A woman holds a sign that says "My vote, my voice."
Simone Logan / Shutterstock

This post originally appeared on Medium. 

As the presidential primary season barrels toward Super Tuesday, Bernie Sanders’s strong showing among Latino voters — a major factor in his Nevada caucus win — remains a surprise to some. This is true even though reporters have noted that it is logical that Sanders’s core message about economic justice would resonate with many traditionally marginalized communities, including the Latino community.

But analysts have also noted another phenomenon: the high priority that the Sanders campaign placed on direct outreach to Latino voters — including meeting voters where they are in creative ways. The New York Times notes that when early voting began in Nevada, “the Sanders campaign sent a neon truck blasting local Spanish radio out onto the Las Vegas streets, urging people to show up at dozens of early caucus sites. They attracted hundreds of people to a soccer tournament, then offered rides to caucus sites to anyone who showed up.”

In other words, what the campaign did is what PFAW’s Latinos Vote! program has known for years really works: when you prioritize the Latino vote, you win.

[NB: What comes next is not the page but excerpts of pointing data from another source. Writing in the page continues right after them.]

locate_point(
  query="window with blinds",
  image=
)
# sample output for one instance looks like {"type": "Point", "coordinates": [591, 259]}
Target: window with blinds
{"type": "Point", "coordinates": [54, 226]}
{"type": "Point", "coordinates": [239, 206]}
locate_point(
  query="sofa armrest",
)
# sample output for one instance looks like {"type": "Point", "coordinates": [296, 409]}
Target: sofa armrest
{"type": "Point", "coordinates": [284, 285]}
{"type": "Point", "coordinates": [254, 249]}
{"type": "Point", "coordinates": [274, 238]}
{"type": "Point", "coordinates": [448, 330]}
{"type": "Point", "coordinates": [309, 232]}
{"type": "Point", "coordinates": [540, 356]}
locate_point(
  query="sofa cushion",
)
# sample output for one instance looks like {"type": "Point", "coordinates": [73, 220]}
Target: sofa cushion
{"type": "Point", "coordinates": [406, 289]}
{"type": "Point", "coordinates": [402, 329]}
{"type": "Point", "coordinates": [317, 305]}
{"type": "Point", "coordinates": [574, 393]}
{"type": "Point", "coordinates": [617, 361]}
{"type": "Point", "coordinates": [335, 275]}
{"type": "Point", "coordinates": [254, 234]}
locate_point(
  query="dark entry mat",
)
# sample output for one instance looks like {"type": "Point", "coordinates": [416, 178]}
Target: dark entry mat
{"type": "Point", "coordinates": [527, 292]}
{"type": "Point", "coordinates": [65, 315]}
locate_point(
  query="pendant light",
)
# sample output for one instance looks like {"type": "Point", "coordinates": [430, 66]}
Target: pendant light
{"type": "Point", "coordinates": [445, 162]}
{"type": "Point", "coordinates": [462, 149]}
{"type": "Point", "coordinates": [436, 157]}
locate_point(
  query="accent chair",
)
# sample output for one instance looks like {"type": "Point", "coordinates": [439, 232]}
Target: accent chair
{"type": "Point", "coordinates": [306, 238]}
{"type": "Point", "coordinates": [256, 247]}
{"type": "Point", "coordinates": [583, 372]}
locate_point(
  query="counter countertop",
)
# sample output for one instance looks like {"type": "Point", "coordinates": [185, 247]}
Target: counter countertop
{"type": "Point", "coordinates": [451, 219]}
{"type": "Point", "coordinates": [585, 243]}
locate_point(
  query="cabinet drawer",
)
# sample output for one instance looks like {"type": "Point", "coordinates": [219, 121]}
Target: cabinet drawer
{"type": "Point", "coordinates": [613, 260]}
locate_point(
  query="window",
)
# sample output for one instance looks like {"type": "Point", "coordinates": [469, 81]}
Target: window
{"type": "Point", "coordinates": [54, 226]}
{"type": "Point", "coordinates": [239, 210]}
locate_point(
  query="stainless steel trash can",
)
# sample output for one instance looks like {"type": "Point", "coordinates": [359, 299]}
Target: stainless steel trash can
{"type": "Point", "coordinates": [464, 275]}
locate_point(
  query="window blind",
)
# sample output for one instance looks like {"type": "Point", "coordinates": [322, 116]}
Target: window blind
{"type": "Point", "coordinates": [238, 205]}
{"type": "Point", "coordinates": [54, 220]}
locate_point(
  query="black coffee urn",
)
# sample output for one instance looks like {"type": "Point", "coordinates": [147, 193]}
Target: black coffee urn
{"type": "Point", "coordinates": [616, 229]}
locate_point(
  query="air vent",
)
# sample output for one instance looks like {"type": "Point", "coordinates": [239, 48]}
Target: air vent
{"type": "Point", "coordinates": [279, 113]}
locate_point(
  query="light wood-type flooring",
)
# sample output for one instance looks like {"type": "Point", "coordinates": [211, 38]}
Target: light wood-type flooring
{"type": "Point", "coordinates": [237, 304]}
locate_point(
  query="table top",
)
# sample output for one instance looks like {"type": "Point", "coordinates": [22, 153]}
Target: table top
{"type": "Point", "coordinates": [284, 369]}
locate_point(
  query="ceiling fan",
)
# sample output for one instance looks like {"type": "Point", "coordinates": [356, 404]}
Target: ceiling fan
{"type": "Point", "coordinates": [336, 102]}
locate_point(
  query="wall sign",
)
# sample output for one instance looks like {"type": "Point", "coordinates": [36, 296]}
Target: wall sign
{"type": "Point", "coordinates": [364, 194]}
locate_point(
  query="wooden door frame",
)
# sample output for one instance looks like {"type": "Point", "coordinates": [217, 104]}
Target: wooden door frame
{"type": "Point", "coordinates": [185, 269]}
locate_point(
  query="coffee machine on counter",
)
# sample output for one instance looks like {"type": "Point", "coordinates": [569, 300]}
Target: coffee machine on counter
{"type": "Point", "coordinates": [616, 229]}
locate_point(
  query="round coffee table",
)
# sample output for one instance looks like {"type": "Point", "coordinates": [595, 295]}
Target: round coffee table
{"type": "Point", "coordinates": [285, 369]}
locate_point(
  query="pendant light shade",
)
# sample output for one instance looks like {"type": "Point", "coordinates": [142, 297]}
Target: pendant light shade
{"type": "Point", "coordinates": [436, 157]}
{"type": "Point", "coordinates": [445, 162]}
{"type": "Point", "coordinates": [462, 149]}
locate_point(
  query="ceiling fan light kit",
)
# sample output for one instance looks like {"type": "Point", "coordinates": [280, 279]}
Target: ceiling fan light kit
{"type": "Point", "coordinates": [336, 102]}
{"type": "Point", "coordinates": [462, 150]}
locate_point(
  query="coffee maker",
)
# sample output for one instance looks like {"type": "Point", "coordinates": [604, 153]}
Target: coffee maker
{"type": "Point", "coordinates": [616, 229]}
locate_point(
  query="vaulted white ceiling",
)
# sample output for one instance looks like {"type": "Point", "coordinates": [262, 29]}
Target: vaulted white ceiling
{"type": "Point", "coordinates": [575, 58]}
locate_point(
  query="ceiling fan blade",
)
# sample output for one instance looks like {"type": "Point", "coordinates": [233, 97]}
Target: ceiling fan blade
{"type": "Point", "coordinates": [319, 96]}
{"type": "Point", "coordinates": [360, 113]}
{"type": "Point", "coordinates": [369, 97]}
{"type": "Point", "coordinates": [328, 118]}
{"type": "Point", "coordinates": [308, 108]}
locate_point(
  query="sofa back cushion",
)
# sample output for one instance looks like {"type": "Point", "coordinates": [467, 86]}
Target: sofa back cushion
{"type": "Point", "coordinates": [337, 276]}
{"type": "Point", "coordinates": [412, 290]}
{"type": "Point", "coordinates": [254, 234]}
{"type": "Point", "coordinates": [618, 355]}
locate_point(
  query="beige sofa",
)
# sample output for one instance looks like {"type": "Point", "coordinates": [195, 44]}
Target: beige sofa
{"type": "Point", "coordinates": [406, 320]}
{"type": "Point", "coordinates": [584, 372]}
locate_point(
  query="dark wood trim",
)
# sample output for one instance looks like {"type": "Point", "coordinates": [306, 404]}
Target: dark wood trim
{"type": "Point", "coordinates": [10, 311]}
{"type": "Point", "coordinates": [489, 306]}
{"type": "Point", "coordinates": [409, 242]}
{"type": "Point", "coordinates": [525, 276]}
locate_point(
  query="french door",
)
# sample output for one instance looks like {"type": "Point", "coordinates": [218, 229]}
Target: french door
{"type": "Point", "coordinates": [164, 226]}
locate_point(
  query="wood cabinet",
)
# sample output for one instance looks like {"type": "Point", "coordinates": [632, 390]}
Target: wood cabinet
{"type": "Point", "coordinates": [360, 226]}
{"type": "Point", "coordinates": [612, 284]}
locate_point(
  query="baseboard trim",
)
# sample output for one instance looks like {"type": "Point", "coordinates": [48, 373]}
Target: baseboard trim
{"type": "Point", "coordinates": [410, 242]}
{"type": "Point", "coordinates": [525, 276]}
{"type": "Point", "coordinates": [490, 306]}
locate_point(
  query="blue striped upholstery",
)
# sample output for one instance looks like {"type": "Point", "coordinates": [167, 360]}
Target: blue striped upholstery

And that means doing several really important things.

Like what? Well, an illustrative comparison is useful here. There is always a lot of talk about the critical importance of the votes of suburban women. So how does that drive what campaigns do? It means that a great deal of care and attention is given to defining the messages that will resonate with this group. It means not having to ask if the group was included in polling. It means that when budgets are being determined, the money that will be spent to reach this group is among the first to be earmarked for the purpose. It means attention is paid to the right messengers to reach this group and to whom the campaign should hire.

It also means engaging and sending senior and high-profile campaign staff and surrogates to speak with these voters in person or through the media; TV buys and digital buys and mailers; showing up early and often in places where this group can be reached, and via platforms the group uses to communicate. In short, it means lots of resources deployed early and often on the path to victory.

This is what campaigns do when they believe a segment of the voting population has the power to decide an election. Now imagine this same care and attention paid to the Latino vote. If that seems like a novelty, it shouldn’t — because today, in many parts of the country, the growing Latino community DOES have the clout to make all the difference.

And that means no longer can campaigns afford to treat the Latino vote as an afterthought. No longer can they overlook it, or make assumptions like the one that Latino voters have low turnout rates, which becomes a self-fulfilling prophesy when the resulting minimal efforts at outreach lead, inevitably, to…lower turnout.

At PFAW, our Latinos Vote! program grasped all these critical issues early on. We understood that Latino voters needed to be prioritized in terms of both persuasion and turnout. In Virginia, we engaged people through Latinos Vote! starting in 2012, and we know it has been instrumental in many significant victories since then, including Terry McAuliffe’s election as governor and the historic 2019 election that turned Virginia’s state government all-blue.

Latinos Vote! has been showing up and talking to Virginia’s Latino community consistently, year-in and year-out, including in the “off-off” election years when no federal races are on the ballot. We have invested in paid and earned media, in in-person events with respected figures such as our PFAW board member Dolores Huerta, and we have emphasized both Spanish- and English-language outreach everywhere, including digital platforms but also on TV and radio.

We know that when this outreach is authentic, voters feel heard and seen. When voters can see that they are being prioritized, they feel like their vote really counts — and they are more likely to vote.

So while the headlines are highlighting how the Sanders campaign’s decision to prioritize Latino voters led to their victory, it’s not news to us. Latinos Vote! will continue to do this work, and to sound the alarm that we need to collectively prioritize strategies and resources to engage Latino voters. Because when we do, we win.